Changing Britain in a Changing World: How understanding our past can prepare us for a hopeful future
Changing Britain in a Changing World: How understanding our past can prepare us for a hopeful future
Alero Etuwewe

Summary
This project seeks to explore the potential that history has to construct hope and social progress, in a way that specifically addresses issues relating to race relations in Britain and in our wider global context today.
In their reasons behind making the teaching of history mandatory until KS3, the National Curriculum weakly recognises the potential for progressive understanding that history holds. However, in the context of the society we find ourselves in today, the juxtapositions of wokeness, ignorance, silence, shame and guilt (characteristics which are all too often associated with contemporary acknowledgements of Britain’s national history) are choking the potential history holds as a hopeful and progressive force.
I believe we are wasting the potential in our past. Setting off in a car without properly checking your rear-view mirror is a recipe for collision. I believe that much of the chaos, conflict and incoherence regarding race relations in our contemporary world is rooted here. This project seeks to examine and demonstrate the importance of looking back productively, to move forward safely. Not to shame or to blame, but for a hopeful future.
This project seeks to emerge from the gap between knowledge and application. Whilst colonial miseducation is still rife, there are many resources out there that are now giving a voice to some of the marginalised. We are slowly starting to see broader pictures of history and knowledge in our systems of learning. Colloquially, this is often referred to as ‘wokeness’. ‘Wokeness’ is a sentiment very similar to Fanon’s (1961) ideas on ‘Negritude’, and as Fanon (1961) theorised, this increased awareness is not the solution in itself.
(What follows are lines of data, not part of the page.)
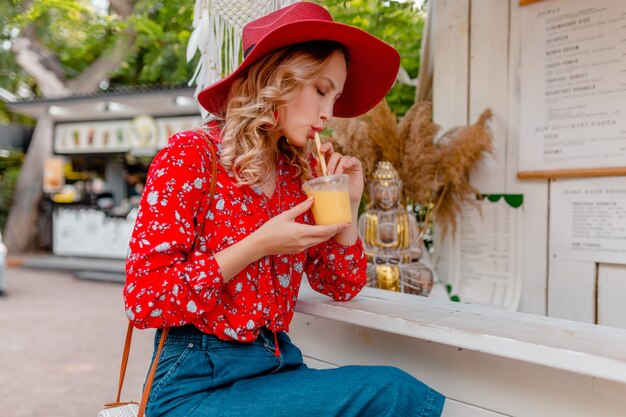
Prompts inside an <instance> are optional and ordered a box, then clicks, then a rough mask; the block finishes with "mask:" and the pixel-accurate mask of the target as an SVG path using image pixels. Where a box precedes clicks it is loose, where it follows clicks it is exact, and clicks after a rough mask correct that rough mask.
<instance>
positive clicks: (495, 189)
mask: <svg viewBox="0 0 626 417" xmlns="http://www.w3.org/2000/svg"><path fill="white" fill-rule="evenodd" d="M432 1H434V3H433V6H434V10H433V13H432V16H431V18H432V19H433V36H434V48H433V59H434V97H433V115H434V119H435V122H436V123H438V124H439V125H441V126H442V128H443V129H444V130H447V129H449V128H452V127H454V126H458V125H464V124H467V123H472V122H474V121H475V120H476V119H477V116H478V115H479V114H480V113H481V112H482V111H483V110H484V109H485V108H487V107H490V108H491V109H492V110H493V112H494V118H493V121H492V125H491V127H492V131H493V134H494V144H495V154H494V156H493V157H491V156H488V157H486V158H485V159H484V161H483V163H482V164H481V165H480V166H479V167H477V169H475V170H474V171H473V172H472V174H471V181H472V184H473V185H474V186H476V187H477V189H478V190H479V191H480V192H481V193H487V194H492V193H497V194H503V193H507V194H523V195H524V229H525V230H524V233H525V235H524V243H523V249H522V253H523V255H522V256H523V271H522V275H523V290H522V299H521V303H520V307H519V310H520V311H522V312H527V313H533V314H541V315H549V316H553V317H559V318H567V319H572V320H578V321H582V322H587V323H597V324H606V325H610V326H616V327H622V328H626V303H624V302H622V300H623V299H624V297H626V266H625V265H607V264H597V263H594V262H577V261H567V260H558V261H557V260H555V259H553V258H551V257H550V256H549V247H550V230H549V219H550V211H549V210H550V198H551V196H550V181H548V180H524V181H520V180H518V179H517V178H516V174H517V159H518V158H517V156H518V144H519V141H520V135H519V132H520V129H519V123H520V122H519V121H520V113H521V112H522V111H523V109H521V108H520V88H521V86H520V74H519V71H520V39H521V37H522V36H523V28H521V27H520V6H519V5H518V0H509V1H503V0H432ZM553 1H559V0H553ZM439 243H440V245H439V251H438V254H437V256H438V264H437V269H438V274H439V276H440V277H441V278H442V279H444V280H445V277H446V276H449V274H450V271H454V264H453V262H454V261H453V260H454V259H455V253H456V251H457V250H458V248H457V247H456V246H455V244H454V240H453V239H446V240H445V241H443V243H442V242H441V240H439Z"/></svg>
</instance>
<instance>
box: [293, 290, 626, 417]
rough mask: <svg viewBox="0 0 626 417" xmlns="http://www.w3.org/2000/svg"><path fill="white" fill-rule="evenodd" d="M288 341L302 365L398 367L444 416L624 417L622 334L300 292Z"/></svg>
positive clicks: (384, 300) (384, 296)
mask: <svg viewBox="0 0 626 417" xmlns="http://www.w3.org/2000/svg"><path fill="white" fill-rule="evenodd" d="M296 311H297V313H296V315H295V317H294V320H293V322H292V325H291V331H290V335H291V337H292V339H293V340H294V342H295V343H296V344H297V345H298V346H299V347H300V348H301V349H302V351H303V353H304V355H305V357H306V362H307V363H308V364H309V365H310V366H313V367H318V368H324V367H333V366H341V365H347V364H369V365H373V364H384V365H393V366H398V367H400V368H402V369H404V370H405V371H407V372H409V373H411V374H412V375H415V376H416V377H418V378H419V379H421V380H422V381H424V382H426V383H427V384H429V385H431V386H432V387H434V388H436V389H437V390H439V391H440V392H442V393H443V394H445V395H446V396H447V397H448V401H447V405H446V408H445V410H444V416H445V417H488V416H490V417H495V416H516V417H576V416H580V417H612V416H620V417H623V416H626V330H622V329H617V328H611V327H605V326H597V325H590V324H585V323H578V322H573V321H568V320H561V319H555V318H549V317H543V316H536V315H530V314H524V313H516V312H509V311H504V310H500V309H495V308H491V307H485V306H479V305H469V304H462V303H452V302H448V301H444V300H435V299H430V298H425V297H416V296H411V295H406V294H400V293H394V292H389V291H381V290H376V289H371V288H366V289H364V291H363V292H362V293H361V294H359V296H358V297H356V298H355V299H354V300H352V301H349V302H344V303H340V302H334V301H332V300H330V299H329V298H328V297H326V296H323V295H320V294H318V293H316V292H314V291H313V290H312V289H311V288H310V287H308V286H307V285H306V284H303V286H302V289H301V292H300V298H299V301H298V303H297V306H296Z"/></svg>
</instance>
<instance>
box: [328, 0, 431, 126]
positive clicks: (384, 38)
mask: <svg viewBox="0 0 626 417" xmlns="http://www.w3.org/2000/svg"><path fill="white" fill-rule="evenodd" d="M317 3H320V4H323V5H325V6H326V7H328V9H329V10H330V12H331V14H332V15H333V18H334V19H335V20H337V21H339V22H343V23H347V24H349V25H353V26H356V27H359V28H361V29H363V30H366V31H367V32H369V33H371V34H372V35H374V36H376V37H378V38H380V39H382V40H384V41H385V42H387V43H389V44H390V45H393V46H394V47H395V48H396V49H398V51H399V52H400V63H401V65H402V67H403V68H404V69H405V70H406V71H407V72H408V75H409V76H410V77H411V78H413V79H414V78H416V77H417V74H418V72H419V67H420V51H421V43H422V31H423V28H424V19H425V18H426V12H425V10H426V9H425V5H424V4H425V3H419V5H418V3H417V2H415V1H397V0H396V1H394V0H322V1H317ZM387 102H388V103H389V105H390V107H391V108H392V109H393V110H394V112H395V113H396V114H398V115H403V114H404V113H406V111H407V110H408V109H409V107H411V105H413V103H414V102H415V87H414V86H409V85H406V84H400V83H396V85H395V86H394V87H393V88H392V89H391V91H390V92H389V94H388V95H387Z"/></svg>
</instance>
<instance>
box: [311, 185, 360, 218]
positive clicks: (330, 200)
mask: <svg viewBox="0 0 626 417" xmlns="http://www.w3.org/2000/svg"><path fill="white" fill-rule="evenodd" d="M308 194H309V196H313V207H311V210H312V211H313V217H314V218H315V223H316V224H319V225H328V224H337V223H350V222H352V209H351V208H350V194H348V192H347V191H342V190H315V191H312V192H310V193H308Z"/></svg>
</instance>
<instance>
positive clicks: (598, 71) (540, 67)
mask: <svg viewBox="0 0 626 417" xmlns="http://www.w3.org/2000/svg"><path fill="white" fill-rule="evenodd" d="M521 19H522V24H521V35H522V36H521V42H522V45H521V85H520V94H521V110H522V113H521V125H520V153H519V158H520V159H519V170H520V171H550V170H576V169H581V170H585V169H598V168H612V167H615V168H618V167H624V166H625V165H626V59H624V57H625V56H626V36H625V33H626V32H625V31H624V27H625V26H626V1H623V0H595V1H593V2H590V1H588V0H567V1H543V2H538V3H533V4H530V5H528V6H525V7H522V8H521Z"/></svg>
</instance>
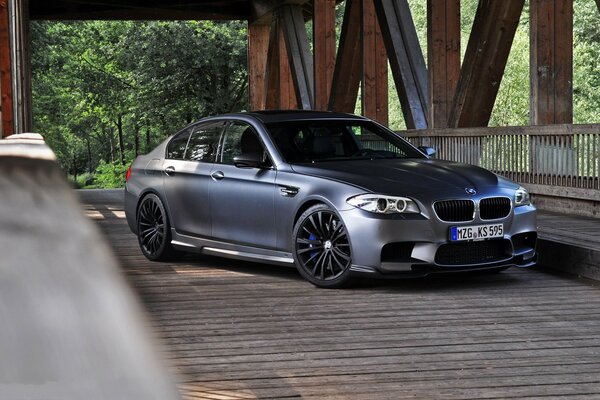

In agreement with Fanon (1961) I believe that we will only see further hopeful progress if this knowledge is applied productively. Thus, with these ideas at the basis, this project seeks to begin by examining both the importance of teaching history and few key points in British history itself. The project will then go on to propose the need for the emergence of a New History Learning Model in our compulsory education system, that pairs the teaching of history with clear understandings of how every moment has lead to this one right here. This re-imagined History Learning Model hopes to begin to fill the gap between knowledge and application, in inspiring hope, critical thinking skills and empowering all of our pupils as the protagonists of the future timelines of the world they will grow up to inherit.